What am I doing wrong in my relationships?
November 7, 2011 8:24 AM Subscribe
Why do my relationships enter the LET'S MAKE THIS A SERIOUS COMMITMENT I WANT TO SPEND MY LIFE WITH YOU stage at an absurdly rapid pace? I used to think this was a kind of charming quirk, but my apparent inability to slow things down in order to determine the suitability of my partner has begun to concern me a bit. Special snowflake details inside.
posted by anonymous to Human Relations (31 answers total) 18 users marked this as a favorite
First, I'm 23 and female.
In the spring of 2010, I was seeing a guy who told me within the first three days that he could see himself spending the rest of his life with me. At the time, I thought this was a sweet declaration, and if I'm honest with all of you and with myself, I probably felt the same way. Things ended up not working out, and we barely talk anymore. Looking back, I have NO idea what I saw in him at all - we're not really at similar points in life, though we're the same age, and things would never have worked out long term.

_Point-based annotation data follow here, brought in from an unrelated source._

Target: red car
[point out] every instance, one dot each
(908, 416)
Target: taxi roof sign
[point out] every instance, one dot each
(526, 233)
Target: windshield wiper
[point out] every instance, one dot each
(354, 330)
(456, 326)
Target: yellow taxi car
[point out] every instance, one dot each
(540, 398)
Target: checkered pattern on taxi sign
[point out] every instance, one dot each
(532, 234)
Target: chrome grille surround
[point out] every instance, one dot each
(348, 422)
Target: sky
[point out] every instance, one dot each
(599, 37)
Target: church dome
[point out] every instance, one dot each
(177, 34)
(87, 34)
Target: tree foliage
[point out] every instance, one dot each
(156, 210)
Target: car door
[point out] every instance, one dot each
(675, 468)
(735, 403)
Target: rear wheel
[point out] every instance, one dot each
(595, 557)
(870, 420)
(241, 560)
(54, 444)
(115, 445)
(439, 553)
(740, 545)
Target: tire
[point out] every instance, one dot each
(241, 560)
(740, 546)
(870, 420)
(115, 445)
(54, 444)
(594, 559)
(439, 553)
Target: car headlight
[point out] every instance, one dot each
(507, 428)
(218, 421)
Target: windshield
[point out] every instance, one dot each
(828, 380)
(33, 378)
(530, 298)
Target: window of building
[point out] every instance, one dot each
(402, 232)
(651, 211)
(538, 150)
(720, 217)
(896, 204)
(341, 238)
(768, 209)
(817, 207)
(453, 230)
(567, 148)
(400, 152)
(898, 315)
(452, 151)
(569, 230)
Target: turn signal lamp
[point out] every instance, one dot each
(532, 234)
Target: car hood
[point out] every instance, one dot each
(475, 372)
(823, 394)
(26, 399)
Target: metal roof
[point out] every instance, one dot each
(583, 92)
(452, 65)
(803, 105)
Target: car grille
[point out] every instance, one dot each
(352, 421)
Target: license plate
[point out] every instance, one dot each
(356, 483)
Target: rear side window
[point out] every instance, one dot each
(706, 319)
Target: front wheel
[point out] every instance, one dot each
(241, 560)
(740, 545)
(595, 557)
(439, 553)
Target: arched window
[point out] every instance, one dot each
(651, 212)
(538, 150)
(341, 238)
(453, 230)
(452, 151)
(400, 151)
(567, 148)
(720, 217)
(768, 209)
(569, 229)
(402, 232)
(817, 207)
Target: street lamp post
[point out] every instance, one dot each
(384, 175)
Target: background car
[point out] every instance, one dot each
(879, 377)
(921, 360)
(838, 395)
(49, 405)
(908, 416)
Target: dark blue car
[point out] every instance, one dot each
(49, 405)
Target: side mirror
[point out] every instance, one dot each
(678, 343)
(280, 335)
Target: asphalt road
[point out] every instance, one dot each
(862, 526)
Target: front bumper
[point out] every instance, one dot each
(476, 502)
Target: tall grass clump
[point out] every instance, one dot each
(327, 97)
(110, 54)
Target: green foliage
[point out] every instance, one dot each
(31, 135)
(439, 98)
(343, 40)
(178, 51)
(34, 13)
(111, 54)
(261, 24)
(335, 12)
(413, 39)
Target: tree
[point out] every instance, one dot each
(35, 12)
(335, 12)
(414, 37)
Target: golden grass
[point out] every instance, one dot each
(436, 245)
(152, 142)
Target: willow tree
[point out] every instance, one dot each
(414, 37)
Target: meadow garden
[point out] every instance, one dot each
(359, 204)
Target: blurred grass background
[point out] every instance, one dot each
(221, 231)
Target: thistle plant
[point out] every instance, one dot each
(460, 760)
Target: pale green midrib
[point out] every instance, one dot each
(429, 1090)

His early declaration of love should definitely have been a red flag, but I found it charming.
Then this past summer, I became involved with another dude who declared that he loved me the very night we met. This scared me a little bit, but he was incredibly convincing. He turned out to be married with a young child, and I have ceased contact. Again, I should have been freaked out by how strongly he came on, but he made me feel special and wanted.
Most recently, I've been seeing a guy who seems really nice and genuine, but on some level, I'm afraid he's dicking me around. We met about two weeks ago, and already he's discussing taking a vacation together soon and various other Serious Relationship type plans. This is all fine, except for the niggling voice that tells me the previous guys seemed "nice and genuine" too, and I was quickly sucked into a too-good-to-be-true fantasy relationship which quickly fizzled. I guess it's just hard for me to tell if this is real, or if it's like previous attempts at a relationship.
Anyway, the only consistent factor in all of my relationships is me. I'm beginning to wonder if I give off some kind of needy distress vibe which causes these men to come on really strong. I had a (very) difficult childhood and worry that my ability to form healthy relationships has suffered as a consequence.
What is it about my approach to relationships that causes this to happen? How can I take a step back and be a little more objective during the early days of seeing someone?